Abraira’s research into the sense of touch and how it helps us to move, socialize and feel pain has earned her recognition as a 2023 Rita Allen Foundation Scholar. She is one of only nine scholars to earn this year’s award for early-career leaders in biomedical sciences whose research holds exceptional promise for revealing new pathways to advance human health. Abraira will join a distinguished group of honorees who have made fundamental contributions to their fields and historically have gone on to earn the most prestigious honors including the Nobel prize.

“The first sense we feel when we are born is touch and it is the last sense before we die,” said Abraira, whose laboratory operates within the W.M. Keck Center of Collaborative Neuroscience at Rutgers. “But it is the sense that we cannot understand as easily. While we can shut our eyes and understand what it might feel like if we were blind or plug our ears and understand what it may be like if we couldn’t hear, we can’t do this with touch. That’s why this research into touch is so important.”

Using methods in molecular genetics Abraira and her research team have genetically altered neurons in mice to see how it affects their spinal cords and behavior. Their goal is to gain a better understanding of what happens to the human spinal cord after injury, and whether the chronic pain state can change the nuclear structure of a cell.

She and her team are examining how touch could alleviate chronic pain, looking at the hormone oxytocin, often known as the love hormone, which regulates the body’s response to touch both in mice and humans. It also regulates the response to stress while controlling bodily functions. Gaining a better understanding of touch, she said, could help those suffering with anxiety and Post Traumatic Stress Disorder (PTSD) and neurological disorders like autism and attention deficit disorder which often results in sensory overload and makes it hard for someone to cope with their surroundings.

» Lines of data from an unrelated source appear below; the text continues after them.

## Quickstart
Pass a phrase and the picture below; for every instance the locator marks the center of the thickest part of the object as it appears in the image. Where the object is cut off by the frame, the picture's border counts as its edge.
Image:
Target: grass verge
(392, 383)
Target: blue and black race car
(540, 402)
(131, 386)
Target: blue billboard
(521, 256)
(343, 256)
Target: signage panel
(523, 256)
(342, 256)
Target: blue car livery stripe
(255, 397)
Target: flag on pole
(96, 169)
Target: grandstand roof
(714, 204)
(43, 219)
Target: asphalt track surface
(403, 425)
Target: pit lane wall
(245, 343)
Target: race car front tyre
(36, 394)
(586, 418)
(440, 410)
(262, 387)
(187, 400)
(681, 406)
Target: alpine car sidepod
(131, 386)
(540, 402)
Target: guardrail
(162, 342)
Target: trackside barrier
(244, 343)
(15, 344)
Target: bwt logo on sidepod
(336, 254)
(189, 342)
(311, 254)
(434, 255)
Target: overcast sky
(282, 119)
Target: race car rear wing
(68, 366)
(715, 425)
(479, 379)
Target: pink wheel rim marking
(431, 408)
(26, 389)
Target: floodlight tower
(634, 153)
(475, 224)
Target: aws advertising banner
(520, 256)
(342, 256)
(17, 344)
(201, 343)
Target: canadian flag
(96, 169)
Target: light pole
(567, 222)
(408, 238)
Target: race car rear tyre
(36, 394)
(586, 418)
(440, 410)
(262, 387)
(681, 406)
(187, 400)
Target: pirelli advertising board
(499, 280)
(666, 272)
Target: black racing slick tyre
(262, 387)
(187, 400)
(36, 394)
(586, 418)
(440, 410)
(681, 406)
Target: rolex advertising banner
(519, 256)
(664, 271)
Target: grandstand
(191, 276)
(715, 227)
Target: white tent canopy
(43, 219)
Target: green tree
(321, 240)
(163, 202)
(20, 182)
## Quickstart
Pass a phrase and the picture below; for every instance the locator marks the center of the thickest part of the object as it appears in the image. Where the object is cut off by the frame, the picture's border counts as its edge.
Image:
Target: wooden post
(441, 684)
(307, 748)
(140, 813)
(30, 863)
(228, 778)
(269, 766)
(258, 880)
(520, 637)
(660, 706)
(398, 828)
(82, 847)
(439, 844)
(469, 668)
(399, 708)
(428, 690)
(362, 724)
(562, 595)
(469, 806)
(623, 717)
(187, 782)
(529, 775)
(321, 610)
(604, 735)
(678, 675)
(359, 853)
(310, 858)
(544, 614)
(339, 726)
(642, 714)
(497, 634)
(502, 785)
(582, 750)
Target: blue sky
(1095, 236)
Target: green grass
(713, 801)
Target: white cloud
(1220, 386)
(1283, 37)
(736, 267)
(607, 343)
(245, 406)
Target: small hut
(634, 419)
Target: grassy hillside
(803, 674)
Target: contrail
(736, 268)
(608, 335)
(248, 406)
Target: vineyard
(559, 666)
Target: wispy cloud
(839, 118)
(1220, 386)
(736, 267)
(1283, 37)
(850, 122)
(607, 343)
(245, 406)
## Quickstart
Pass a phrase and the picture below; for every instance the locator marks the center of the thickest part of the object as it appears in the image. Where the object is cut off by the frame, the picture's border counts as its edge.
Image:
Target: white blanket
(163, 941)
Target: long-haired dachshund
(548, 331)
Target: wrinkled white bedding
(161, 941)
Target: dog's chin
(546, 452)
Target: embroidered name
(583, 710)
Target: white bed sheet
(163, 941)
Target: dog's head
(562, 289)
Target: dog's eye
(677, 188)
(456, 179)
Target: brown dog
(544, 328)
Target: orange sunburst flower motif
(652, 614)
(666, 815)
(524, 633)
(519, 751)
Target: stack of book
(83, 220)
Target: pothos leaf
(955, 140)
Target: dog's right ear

While touch leads to the release of oxytocin in mice brains, the response in humans is not fully understood. Still, researchers believe that the release of oxytocin from the hypothalamus region of the brain and the production and release of cortisol from the amygdala during times of stress and fear is the reason we respond differently depending on who is doing the touching, a friend or loved-one or a stranger.

Neuroscientists like Abraira believe that a combination of a non-opioid analgesic like synthetic oxytocin, used to start or continue labor or to control bleeding after delivery, might be a successful therapy along with deep tissue massage for those living with chronic pain.

“For a really long time the studies in pain looked at touch as detrimental,” said Abraira. “But now we are exploring how touch, like vibration or deep tissue massage can alleviate pain and be used with a non-opioid, non-addictive therapeutic like oxytocin to provide relief for so many.”